Written 5/11/2010, posted today 6/2/2010
Bo's first line lasted 20 months before he outgrew it. He is on his second line: it is now 15 months old. While it has been infusing beautifully, we could not draw blood for labs on Sunday. So the nurse came back Monday morning. Still no draw. So, all day Monday, I coordinated with his GI's office, the infusion company, the nursing company and the hospital that runs the labs to get supplies to get the line to draw and to get labs run. We instilled TPA (aka CathFlow, Genentech's Altapase) for 30 minutes. Nothing. We waited another hour and a half. Blood! I spent the day on pins and needles and when it finally drew at 8pm, we were all so relieved. It's not like Bo wasn't in the hospital for his first 7 weeks of life, and we were told he wouldn't live, and that he needed a very risky transplant that would itself kill him, and that we should consider hospice if we refused transplant. It's not like we had an easy time setting up diaper service, a nursery and layette supplies, wondering how long we would need them. It's not like I didn't have a convertible car seat that made me cry every time I looked at it, wondering if we needed it at all. Or that every time he refluxes my hair doesn't stand on end, leaving me to wonder if we will be getting admitted back to the hospital. It's just that yesterday was a brutal reminder of all those things at once. Without being able to draw labs might mean the need to replace the line, or a line infection, or no new TPN or using the last week's TPN formula (best case scenario). But we got lucky. The doc had no problem calling in the order, the infusion company reassured me that they sent this out to homes all the time, the nursing company was comfortable having our nurse instill the enzyme, and my brave husband did the final aspiration and blood draw. Besides working the phones, all I did was try to keep the toddler from bouncing up an down to the Wiggles. That's all, good night.
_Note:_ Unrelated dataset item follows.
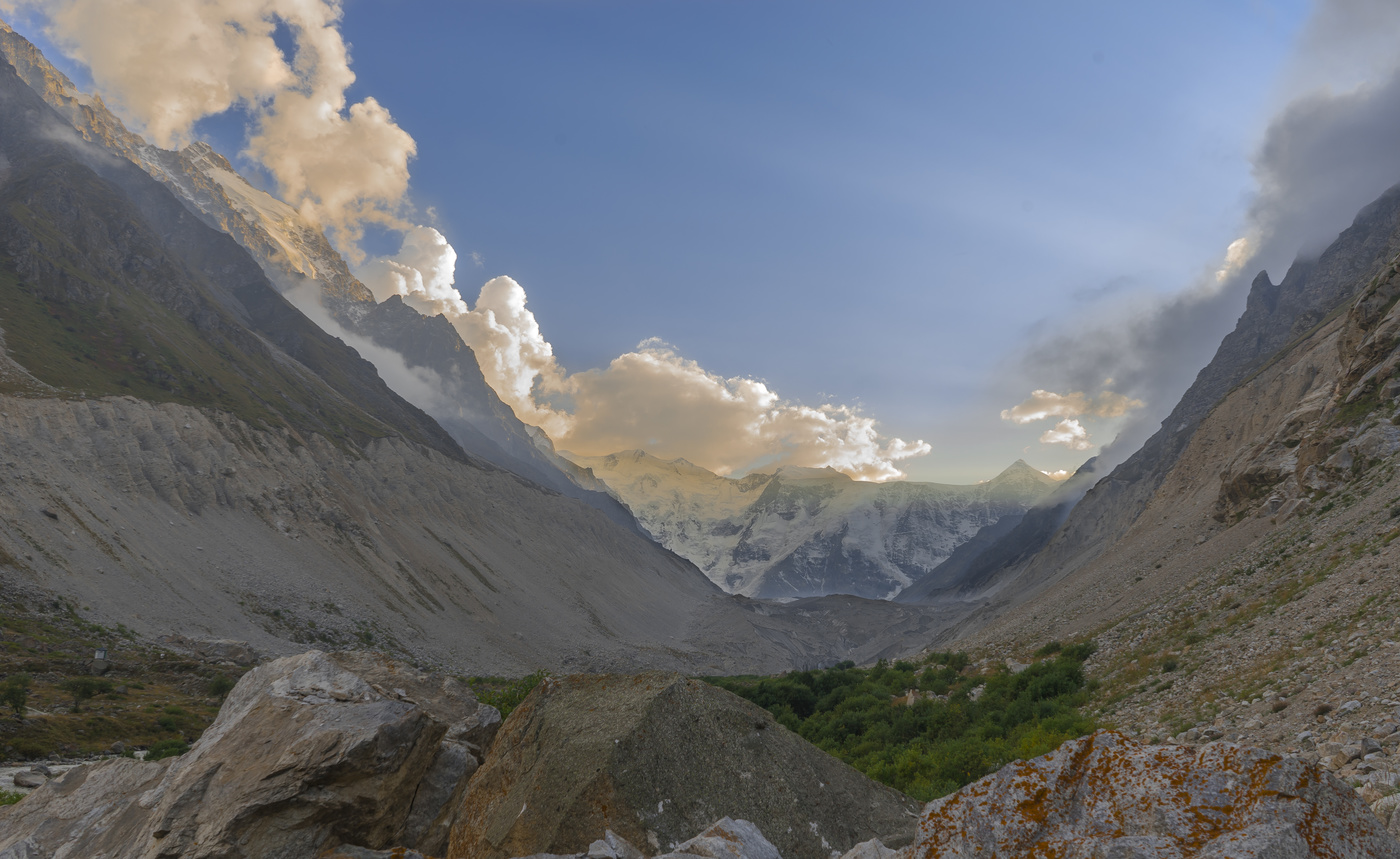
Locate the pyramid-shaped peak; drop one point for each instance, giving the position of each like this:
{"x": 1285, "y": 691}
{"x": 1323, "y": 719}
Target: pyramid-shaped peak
{"x": 1021, "y": 472}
Rinse lather repeat while they were at DeVos for an infusion just a week later. Thankfully, the next scheduled lab draw was a total non-event. And Bo will turn THREE tomorrow. I cried in the car all the way to work this morning. None of his diagnosing physicians expected him to make it to this day. I wonder if this is what other parents feel when their troublesome teens finally walk across the stage and grab the diploma? High school, college, grad school, wedding, grand children. Those will all be a non-event compared to today.